Methodological Insights and Implications
Several substantive lessons and implications emerge:
- Requirement Quality Modeling: The explicit recording of requirement ambiguities and contradictions (rather than naive normalization) is essential for trustworthy automation. This structural hygiene prevents the propagation of false security and aligns with best practices in requirements engineering.
- Semantics-Driven, Requirement-Aware Auditing: Superficial code scans miss business-logic flaws. Reasoning about triggers, operational states, and behavior enables the identification of complex mismatches inherent to cybersecurity and high-assurance domains. This further integrates LLM-based approaches with the semantics-aware static analysis literature.
- Augmenting the Oracle Problem: LLM-based static analysis does not require explicit oracles or test outputs; instead, it operates at the level of semantics correspondence. This partially addresses the well-known oracle problem in software testing.

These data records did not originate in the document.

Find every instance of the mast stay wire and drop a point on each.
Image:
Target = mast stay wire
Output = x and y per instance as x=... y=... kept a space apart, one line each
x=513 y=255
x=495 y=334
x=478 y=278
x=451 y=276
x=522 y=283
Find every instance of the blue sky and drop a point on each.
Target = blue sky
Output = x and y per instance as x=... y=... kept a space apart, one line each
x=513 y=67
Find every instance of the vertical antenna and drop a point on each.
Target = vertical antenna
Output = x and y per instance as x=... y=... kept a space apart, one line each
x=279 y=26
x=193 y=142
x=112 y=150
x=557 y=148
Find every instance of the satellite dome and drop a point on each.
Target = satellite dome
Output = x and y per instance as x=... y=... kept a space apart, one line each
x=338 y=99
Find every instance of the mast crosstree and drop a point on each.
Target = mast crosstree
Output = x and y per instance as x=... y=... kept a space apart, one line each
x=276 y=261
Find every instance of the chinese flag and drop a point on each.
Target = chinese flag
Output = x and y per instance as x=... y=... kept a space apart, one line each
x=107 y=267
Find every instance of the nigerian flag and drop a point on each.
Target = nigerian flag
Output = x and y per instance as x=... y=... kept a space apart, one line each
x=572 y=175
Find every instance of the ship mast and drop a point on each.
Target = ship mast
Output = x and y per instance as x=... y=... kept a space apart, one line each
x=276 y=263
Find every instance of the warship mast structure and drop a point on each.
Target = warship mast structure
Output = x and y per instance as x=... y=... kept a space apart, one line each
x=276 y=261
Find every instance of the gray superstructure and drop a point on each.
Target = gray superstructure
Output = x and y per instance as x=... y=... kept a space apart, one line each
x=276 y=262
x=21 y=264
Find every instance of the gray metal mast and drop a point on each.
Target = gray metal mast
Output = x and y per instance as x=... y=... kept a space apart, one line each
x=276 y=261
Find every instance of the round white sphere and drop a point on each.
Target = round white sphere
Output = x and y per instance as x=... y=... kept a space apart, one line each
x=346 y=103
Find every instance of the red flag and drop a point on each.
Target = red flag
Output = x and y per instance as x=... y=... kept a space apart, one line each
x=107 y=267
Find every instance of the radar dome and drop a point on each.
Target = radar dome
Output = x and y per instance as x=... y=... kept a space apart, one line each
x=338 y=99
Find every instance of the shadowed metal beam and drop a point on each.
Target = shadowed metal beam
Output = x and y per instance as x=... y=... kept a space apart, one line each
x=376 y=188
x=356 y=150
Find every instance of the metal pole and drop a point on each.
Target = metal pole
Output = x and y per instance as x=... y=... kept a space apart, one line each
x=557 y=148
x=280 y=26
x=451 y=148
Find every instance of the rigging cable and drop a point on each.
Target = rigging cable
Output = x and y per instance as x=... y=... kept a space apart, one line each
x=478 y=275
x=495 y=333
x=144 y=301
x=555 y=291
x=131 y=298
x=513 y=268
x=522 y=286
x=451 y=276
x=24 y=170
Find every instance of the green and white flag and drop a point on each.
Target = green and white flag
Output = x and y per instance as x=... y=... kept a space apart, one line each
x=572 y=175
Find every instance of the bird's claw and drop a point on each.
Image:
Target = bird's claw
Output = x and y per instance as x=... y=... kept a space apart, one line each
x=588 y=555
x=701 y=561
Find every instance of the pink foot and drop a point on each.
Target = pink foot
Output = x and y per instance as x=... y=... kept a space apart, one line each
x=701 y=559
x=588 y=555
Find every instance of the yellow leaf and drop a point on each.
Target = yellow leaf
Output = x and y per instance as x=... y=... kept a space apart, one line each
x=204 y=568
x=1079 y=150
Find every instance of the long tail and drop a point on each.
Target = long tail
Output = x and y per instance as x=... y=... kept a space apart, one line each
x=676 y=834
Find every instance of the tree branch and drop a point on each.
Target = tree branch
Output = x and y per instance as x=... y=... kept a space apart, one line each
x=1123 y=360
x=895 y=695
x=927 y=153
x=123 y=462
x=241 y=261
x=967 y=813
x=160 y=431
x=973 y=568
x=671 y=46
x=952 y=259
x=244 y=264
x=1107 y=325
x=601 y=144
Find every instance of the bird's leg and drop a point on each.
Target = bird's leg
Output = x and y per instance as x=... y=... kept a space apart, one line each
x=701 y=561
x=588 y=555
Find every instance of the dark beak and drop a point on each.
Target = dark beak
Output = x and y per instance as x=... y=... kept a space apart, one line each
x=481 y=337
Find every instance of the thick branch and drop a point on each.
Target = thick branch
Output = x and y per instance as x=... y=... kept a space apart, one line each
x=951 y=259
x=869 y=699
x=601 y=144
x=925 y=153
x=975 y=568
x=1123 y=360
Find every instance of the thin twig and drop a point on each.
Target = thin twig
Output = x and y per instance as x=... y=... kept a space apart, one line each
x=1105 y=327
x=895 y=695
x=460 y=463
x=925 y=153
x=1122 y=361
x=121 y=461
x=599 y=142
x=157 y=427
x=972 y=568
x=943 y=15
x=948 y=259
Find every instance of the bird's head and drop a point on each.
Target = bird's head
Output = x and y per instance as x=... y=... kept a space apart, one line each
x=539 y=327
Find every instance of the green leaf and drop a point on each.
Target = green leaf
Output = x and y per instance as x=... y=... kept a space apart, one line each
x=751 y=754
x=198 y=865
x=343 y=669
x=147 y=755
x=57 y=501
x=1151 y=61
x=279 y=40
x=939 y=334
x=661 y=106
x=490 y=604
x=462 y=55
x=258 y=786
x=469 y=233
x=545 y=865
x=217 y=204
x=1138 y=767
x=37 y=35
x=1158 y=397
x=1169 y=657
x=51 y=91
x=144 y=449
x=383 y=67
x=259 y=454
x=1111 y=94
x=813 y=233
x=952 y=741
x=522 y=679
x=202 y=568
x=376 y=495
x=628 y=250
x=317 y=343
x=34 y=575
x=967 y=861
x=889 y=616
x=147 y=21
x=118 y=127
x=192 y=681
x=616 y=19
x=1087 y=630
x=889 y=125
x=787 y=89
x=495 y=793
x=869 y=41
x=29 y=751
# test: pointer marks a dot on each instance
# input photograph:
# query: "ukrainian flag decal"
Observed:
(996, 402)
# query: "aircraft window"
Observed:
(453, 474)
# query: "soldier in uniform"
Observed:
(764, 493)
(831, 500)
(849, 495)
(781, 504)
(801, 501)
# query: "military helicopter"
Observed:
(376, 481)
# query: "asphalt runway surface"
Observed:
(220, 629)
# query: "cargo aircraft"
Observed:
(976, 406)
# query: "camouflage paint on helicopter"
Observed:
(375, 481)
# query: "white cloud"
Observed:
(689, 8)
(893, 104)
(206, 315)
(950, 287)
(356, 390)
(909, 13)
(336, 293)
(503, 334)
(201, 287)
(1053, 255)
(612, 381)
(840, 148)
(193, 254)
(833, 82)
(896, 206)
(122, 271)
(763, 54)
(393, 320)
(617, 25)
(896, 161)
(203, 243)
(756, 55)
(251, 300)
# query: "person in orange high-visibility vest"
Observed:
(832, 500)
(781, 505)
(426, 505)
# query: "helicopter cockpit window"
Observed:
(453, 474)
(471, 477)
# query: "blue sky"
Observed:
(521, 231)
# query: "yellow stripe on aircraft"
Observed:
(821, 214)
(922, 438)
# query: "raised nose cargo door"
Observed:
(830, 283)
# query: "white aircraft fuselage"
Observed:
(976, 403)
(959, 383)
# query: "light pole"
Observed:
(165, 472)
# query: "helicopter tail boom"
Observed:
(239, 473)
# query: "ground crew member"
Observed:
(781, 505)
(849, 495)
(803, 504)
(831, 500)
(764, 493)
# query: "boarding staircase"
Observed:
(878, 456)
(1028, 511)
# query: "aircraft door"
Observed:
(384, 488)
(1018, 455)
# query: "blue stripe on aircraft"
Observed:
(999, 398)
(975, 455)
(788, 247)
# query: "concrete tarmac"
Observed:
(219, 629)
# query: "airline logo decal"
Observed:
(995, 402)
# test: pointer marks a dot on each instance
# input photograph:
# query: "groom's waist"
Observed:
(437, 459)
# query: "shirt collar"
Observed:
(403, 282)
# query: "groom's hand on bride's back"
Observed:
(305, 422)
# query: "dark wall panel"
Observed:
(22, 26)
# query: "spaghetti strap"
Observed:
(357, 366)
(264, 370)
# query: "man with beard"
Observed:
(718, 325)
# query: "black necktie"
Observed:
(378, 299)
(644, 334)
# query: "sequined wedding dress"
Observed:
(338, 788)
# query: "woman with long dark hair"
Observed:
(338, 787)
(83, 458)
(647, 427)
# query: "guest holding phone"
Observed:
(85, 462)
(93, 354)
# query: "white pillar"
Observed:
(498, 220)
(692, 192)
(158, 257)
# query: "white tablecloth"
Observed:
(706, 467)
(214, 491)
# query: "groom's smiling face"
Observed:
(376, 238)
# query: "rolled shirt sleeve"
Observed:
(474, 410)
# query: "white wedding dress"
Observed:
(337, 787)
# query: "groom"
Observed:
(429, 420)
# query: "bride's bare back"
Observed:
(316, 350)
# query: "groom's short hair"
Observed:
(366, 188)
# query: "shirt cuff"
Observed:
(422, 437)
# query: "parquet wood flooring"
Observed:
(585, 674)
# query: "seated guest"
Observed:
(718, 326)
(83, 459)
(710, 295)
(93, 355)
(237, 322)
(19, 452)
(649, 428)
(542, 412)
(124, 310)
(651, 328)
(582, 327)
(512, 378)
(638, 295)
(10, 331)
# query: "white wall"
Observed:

- End-to-End Traceability: The efficacy of the method is fundamentally dependent on high-quality requirement and code traceability. Defects in alignment, change-history, or inter-departmental mappings limit the resolvability of findings, which has substantial implications for requirements management and industrial process integration.
Future Directions
Potential extensions include the deepening of metamorphic testing strategies at both rule mining and code auditing stages, such as paraphrase injection, addition/deletion of requirement clauses, and automated robustness checks. Improvements in requirement-to-code mapping, multi-agent orchestration, and integration with industrial ALM tools will be essential for further adoption. A critical direction is scaling completeness verification and investigating recall on larger, more varied requirements sets.
Conclusion
This paper makes a significant technical contribution by operationalizing a two-stage, LLM-based, static verification workflow that bridges the gap between NL requirements and code implementations in an industrial context. By structurally separating enforceable rules from ambiguous requirement text, utilizing LLM-powered semantics-driven auditing, and applying metamorphic relations to control output variability, the approach surfaces previously undetectable business-logic errors systematically and without code execution.
The methodology demonstrably supports shift-left assurance activity, reduces dependence on runtime testing for certain defect classes, and enhances coverage of business logic in domains where test oracles and exhaustive testing are infeasible. The results also illustrate the critical—not auxiliary—role of high-quality traceability and requirement hygiene in enabling AI-assisted verification pipelines.
The work paves the way for future research in robust, explainable, and scalable LLM-based requirement analysis and semantics-driven code audit, with immediate practical relevance for high-assurance software engineering, especially in safety- and security-critical domains.